The recovery was driven largely by the mining and quarrying sector, which expanded 3.7% after a 4.1% contraction in Q1, supported by higher output of platinum group metals, gold, and chromium ore. Increased household spending, boosted by recent interest rate cuts, also added momentum.
Yet the rebound highlights South Africa’s ongoing growth dilemma: the economy remains heavily dependent on temporary lifts from commodity cycles and consumer spending rather than on long-term structural improvements. Without reforms, growth will continue to struggle to reach even 1% in 2025. If progress is made at Eskom and Transnet, growth could edge higher, but in the absence of wider reforms, gains are likely to be minimal.
Economists stress that unlocking stronger growth requires action on several fronts: fixing Eskom’s unreliable energy supply, modernising Transnet’s ports and rail systems, ensuring greater policy certainty for investors, and improving labour flexibility and skills training. Together, these reforms could raise growth to 3–4% sustainably, and in the long term potentially above 5% — a sharp contrast to the current baseline of around 1%.
A key concern is the continued weakness of gross fixed capital formation (GFCF), which measures investment in factories, machines, and infrastructure as a share of GDP. The global average is 26%, but South Africa lags at just 15%. In Q2, fixed investment fell by a further 1.4%, the third consecutive quarterly decline. This not only reflects low investor confidence but also restricts the economy’s capacity to grow.
UN Trade & Development’s Global Trade Update for September 2025 highlights that “trade policy uncertainty has become a major source of global instability.” As measured by both the World Policy Uncertainty and World Trade Uncertainty indices, “uncertainty has soared to record levels.”
The Update points out that increased uncertainty will impact on the global economy in the form of slower growth and higher costs, with companies forced to “carry excess inventory, hedge against losses and reconfigure supply chains,” thereby “raising costs and discouraging investment.” Secondly, “sudden shifts unsettle exchange rates and weaken investor confidence, capital flows and credit conditions.” And thirdly in the form of an erosion of trust; global cooperation is made more difficult because “weaker rules and unilateral actions fuel retaliation.”

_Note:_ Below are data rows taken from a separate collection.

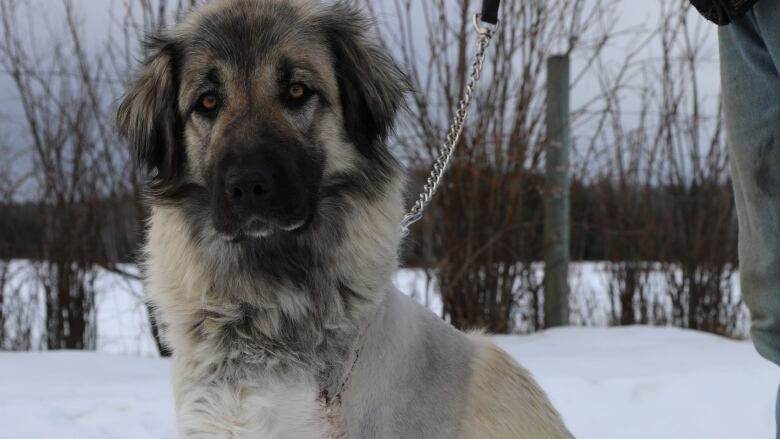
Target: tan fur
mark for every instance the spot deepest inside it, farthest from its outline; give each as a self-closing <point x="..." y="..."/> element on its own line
<point x="504" y="401"/>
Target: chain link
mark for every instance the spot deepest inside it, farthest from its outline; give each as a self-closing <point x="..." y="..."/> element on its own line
<point x="456" y="129"/>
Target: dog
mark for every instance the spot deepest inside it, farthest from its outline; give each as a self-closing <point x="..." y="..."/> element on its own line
<point x="274" y="232"/>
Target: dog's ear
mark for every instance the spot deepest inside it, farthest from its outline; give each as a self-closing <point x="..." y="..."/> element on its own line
<point x="148" y="116"/>
<point x="372" y="88"/>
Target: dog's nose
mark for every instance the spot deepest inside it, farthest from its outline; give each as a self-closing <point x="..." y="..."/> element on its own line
<point x="249" y="190"/>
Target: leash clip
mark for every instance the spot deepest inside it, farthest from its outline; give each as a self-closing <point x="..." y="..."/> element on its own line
<point x="483" y="27"/>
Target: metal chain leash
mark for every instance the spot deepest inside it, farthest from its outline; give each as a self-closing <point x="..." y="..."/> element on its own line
<point x="456" y="129"/>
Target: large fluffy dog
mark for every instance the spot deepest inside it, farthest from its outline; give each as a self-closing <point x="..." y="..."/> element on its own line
<point x="274" y="233"/>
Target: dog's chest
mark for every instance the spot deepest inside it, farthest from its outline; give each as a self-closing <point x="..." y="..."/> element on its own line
<point x="247" y="411"/>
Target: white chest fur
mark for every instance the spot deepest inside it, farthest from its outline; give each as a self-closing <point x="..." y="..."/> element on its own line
<point x="245" y="410"/>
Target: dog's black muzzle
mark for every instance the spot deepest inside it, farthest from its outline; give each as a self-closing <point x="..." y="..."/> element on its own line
<point x="263" y="188"/>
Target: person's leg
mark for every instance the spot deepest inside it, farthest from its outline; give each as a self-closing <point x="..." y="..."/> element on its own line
<point x="750" y="71"/>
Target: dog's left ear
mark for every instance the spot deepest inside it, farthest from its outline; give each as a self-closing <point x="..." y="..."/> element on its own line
<point x="371" y="85"/>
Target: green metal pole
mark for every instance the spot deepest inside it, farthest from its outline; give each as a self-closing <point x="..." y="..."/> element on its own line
<point x="556" y="195"/>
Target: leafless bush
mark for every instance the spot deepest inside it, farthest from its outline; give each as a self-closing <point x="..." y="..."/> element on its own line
<point x="80" y="171"/>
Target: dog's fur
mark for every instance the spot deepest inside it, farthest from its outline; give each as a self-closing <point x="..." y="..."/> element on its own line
<point x="269" y="317"/>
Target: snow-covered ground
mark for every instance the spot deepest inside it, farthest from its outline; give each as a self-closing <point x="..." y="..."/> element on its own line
<point x="608" y="383"/>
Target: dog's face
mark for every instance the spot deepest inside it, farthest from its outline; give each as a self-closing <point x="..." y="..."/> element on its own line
<point x="252" y="113"/>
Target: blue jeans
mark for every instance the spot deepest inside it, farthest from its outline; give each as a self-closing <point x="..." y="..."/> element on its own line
<point x="750" y="74"/>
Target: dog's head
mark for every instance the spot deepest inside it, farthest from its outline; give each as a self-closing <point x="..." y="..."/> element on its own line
<point x="252" y="111"/>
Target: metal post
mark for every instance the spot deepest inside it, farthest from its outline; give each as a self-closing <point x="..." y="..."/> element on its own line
<point x="556" y="195"/>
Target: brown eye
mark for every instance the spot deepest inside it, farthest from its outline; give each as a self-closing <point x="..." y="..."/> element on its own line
<point x="297" y="91"/>
<point x="209" y="102"/>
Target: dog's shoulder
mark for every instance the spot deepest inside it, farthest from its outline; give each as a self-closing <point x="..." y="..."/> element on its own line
<point x="504" y="401"/>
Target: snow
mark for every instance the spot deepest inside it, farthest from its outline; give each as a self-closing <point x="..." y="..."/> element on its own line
<point x="617" y="383"/>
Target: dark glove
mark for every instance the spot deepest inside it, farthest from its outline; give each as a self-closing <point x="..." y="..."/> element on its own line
<point x="723" y="12"/>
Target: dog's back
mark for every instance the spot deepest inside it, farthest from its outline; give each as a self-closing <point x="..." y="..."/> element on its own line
<point x="418" y="377"/>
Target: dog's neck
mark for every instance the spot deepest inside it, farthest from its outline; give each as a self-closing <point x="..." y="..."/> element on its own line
<point x="244" y="315"/>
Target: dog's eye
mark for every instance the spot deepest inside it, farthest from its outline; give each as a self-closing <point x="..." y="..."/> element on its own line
<point x="208" y="103"/>
<point x="297" y="92"/>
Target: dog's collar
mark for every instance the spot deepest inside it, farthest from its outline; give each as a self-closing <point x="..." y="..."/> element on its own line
<point x="336" y="398"/>
<point x="356" y="350"/>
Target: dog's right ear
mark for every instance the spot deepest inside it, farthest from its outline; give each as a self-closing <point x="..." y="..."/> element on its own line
<point x="148" y="116"/>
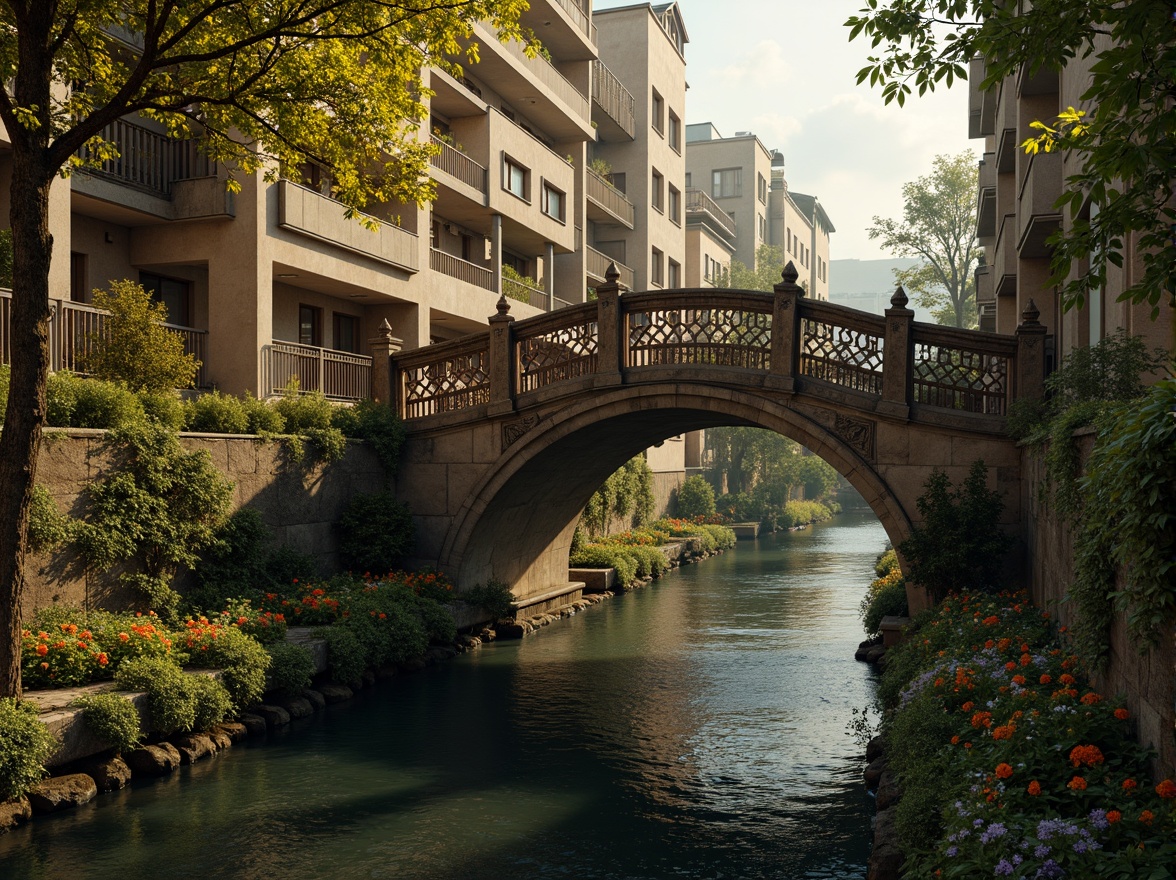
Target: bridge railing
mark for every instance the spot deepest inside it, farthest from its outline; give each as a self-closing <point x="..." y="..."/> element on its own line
<point x="780" y="341"/>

While daunting and intimidating, this context of increased global uncertainty presents South Africa with the ideal opportunity to get its domestic structural reforms moving quickly, and to get its business environment house in order. International markets and investors are not going to cease looking for new opportunities, but it is up to South Africa’s government to make the political and policy decisions that would convince those investors and companies to deploy substantial amounts of capital in the country.
The bottom line: while Q2 delivered the strongest quarterly growth in nearly two years, South Africa’s economy remains on fragile footing. Without decisive reforms, particularly in energy, logistics, and investment policy, the country risks continued underperformance — and the opportunity to shift to a higher-growth path will remain out of reach.